To the nearly 2,500 volunteers: Do the math— here are 600 competitors here and 2,500 volunteers—four volunteers for every competitor. That’s what it takes to put on an event like this. Our heartfelt thanks for giving up this holiday to be here for Veterans;

To all our sponsors, whom we formally thanked last evening, let me just add that your generosity and selflessness fuel the passions of our workers and volunteers. Thank you, once again;

Finally and most importantly, to all our competitors: We are so happy to see you. Thanks for showing up. This week is about you. For the other 51 weeks of the year, your wheelchairs largely define you — what you can do or can’t, where you can go or can’t, that you are the minority in a sea of the able bodied. Well, this week, you are it, and the rest of us are only here to support you. I know you’ve come to compete—and we are here to help you get the best out of yourselves. We all salute you!

Welcome to the 30th Annual National Veterans Wheelchair Games. Let me say that again— the 30th Annual National Veterans Wheelchair Games. We could not have picked a better day to kick this off. Your devotion to country has kept us free and given all Americans the privileges and opportunities to celebrate this birthday, like all other special holidays, secure in the knowledge that we are safe and free.

This year, nearly 600 competitors have gathered in Denver—to share the camaraderie, and to find out what they’re made of. As a group, you run a gamut of experience. Some are here for the first time, and may be wondering what you’re doing here. Some are back for yet another round of the best wheelchair rehabilitation activity in the world—because you know the healing effects of stiff competition and warm camaraderie. Amongst us are some of the “pros,” who went on from events like this one to compete as world-class athletes at the national and international levels.

But everyone here is already a winner—you’ve gotten off the couch, put self-pity behind you, and have decided to bear down, dig deeper, and push the envelope of physical and mental endurance.

You are role models for all of us—all of us, not just the wheelchair-bound. I can’t describe every example, but let me mention just one:

Jim Milliken—a Vietnam Veteran and Paralympian swimmer, who competed in his first Wheelchair Games in 1982. With 31 years of competitive wheelchair sports experience, Jim underscores the value of these games when he says, and I quote: “After my injury, it was wheelchair sports that got me out and active again. It made a big difference in my rehabilitation and my life in general.” End quote.

Jim Milliken—and the other Paralympians named earlier, who are with us this week—set examples for the rest of us. They did not just accept the limitations of their disabilities. They triumphed over them. They truly set the high bar in living strong.

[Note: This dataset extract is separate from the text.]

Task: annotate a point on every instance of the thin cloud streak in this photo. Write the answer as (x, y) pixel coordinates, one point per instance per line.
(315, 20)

Each of us can, likewise, serve as a role model for others contending with similar challenges.

Some of you will do just that this Thursday, when you host our tenth annual “Kids Day” at Denver City Park. It’s your opportunity to share with children your lessons about living with disability—about striving for excellence every day, and about serving others. Veterans never stop serving. And, when you leave here this week, take with you the healing power of these games, and share that power with others with disabilities in your communities.

Events like this one are about more than just one week in your lives. It’s about deciding how to live the other 51 weeks of the year—demanding more from each of us, reaching higher and achieving more challenging goals, and then coming back next year better prepared, not just to enjoy, but also to reclaim more of life.

So, on behalf of all of us, who’ve come here to cheer you on, Godspeed and good luck this week.

God bless our men and women in uniform, God bless out Veterans, and may God continue to bless this wonderful country of ours. Thank you.